Edinburgh Heart Centre, Royal Infirmary of Edinburgh, Edinburgh, UK
The University of Edinburgh, Edinburgh, UK.
BMJ Case Rep. 2021 Feb 18;14(2):e238499. doi: 10.1136/bcr-2020-238499.
A 53-year-old man presented to a district general hospital with chest pain, ECG changes and a small high-sensitivity cardiac troponin I rise. There were no symptoms of heart failure. CT coronary angiography revealed moderate calcific disease and conventional angiography confirmed no flow limitation. Echocardiography showed left ventricular hypertrophy (LVH). His blood pressure remained normal throughout his admission. The tertiary centre labelled this as a 'plaque rupture' event but the LVH remained unexplained. Cardiac MRI displayed an unusual pattern of late gadolinium enhancement, which was not classical of amyloid. However, a raised serum free kappa light chain along with the deposition of amyloid on his bone marrow aspirate confirmed the diagnosis of primary AL amyloidosis with cardiac involvement. The patient went on to have chemotherapy and remained stable at 1-year follow-up.

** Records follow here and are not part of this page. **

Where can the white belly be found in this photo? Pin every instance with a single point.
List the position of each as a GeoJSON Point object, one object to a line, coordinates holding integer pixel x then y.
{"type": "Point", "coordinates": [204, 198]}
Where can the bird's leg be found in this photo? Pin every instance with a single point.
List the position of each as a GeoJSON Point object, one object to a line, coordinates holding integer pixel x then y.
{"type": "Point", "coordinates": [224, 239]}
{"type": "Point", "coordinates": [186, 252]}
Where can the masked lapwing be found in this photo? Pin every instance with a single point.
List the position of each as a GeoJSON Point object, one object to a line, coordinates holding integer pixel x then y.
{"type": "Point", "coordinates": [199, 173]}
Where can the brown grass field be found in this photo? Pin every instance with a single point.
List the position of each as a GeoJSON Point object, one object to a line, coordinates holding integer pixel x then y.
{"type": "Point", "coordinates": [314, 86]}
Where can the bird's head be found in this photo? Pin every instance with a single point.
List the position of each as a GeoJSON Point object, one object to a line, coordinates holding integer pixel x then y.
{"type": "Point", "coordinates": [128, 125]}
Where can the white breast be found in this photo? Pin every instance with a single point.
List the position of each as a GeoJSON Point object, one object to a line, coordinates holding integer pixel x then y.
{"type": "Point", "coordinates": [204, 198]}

一位 53 岁男性因胸痛、心电图改变和小幅度高敏心肌肌钙蛋白 I 升高到地区综合医院就诊。他没有心力衰竭的症状。CT 冠状动脉造影显示中度钙化病变,常规血管造影证实无血流受限。超声心动图显示左心室肥厚(LVH)。他在整个住院期间血压保持正常。该三级中心将此标记为“斑块破裂”事件,但 LVH 仍未得到解释。心脏 MRI 显示出一种不同寻常的晚期钆增强模式,这不符合淀粉样变的经典表现。然而,血清游离 κ 轻链升高,骨髓抽吸物中有淀粉样蛋白沉积,这确诊了伴有心脏受累的原发性 AL 淀粉样变性。患者随后接受了化疗,在 1 年随访时仍然稳定。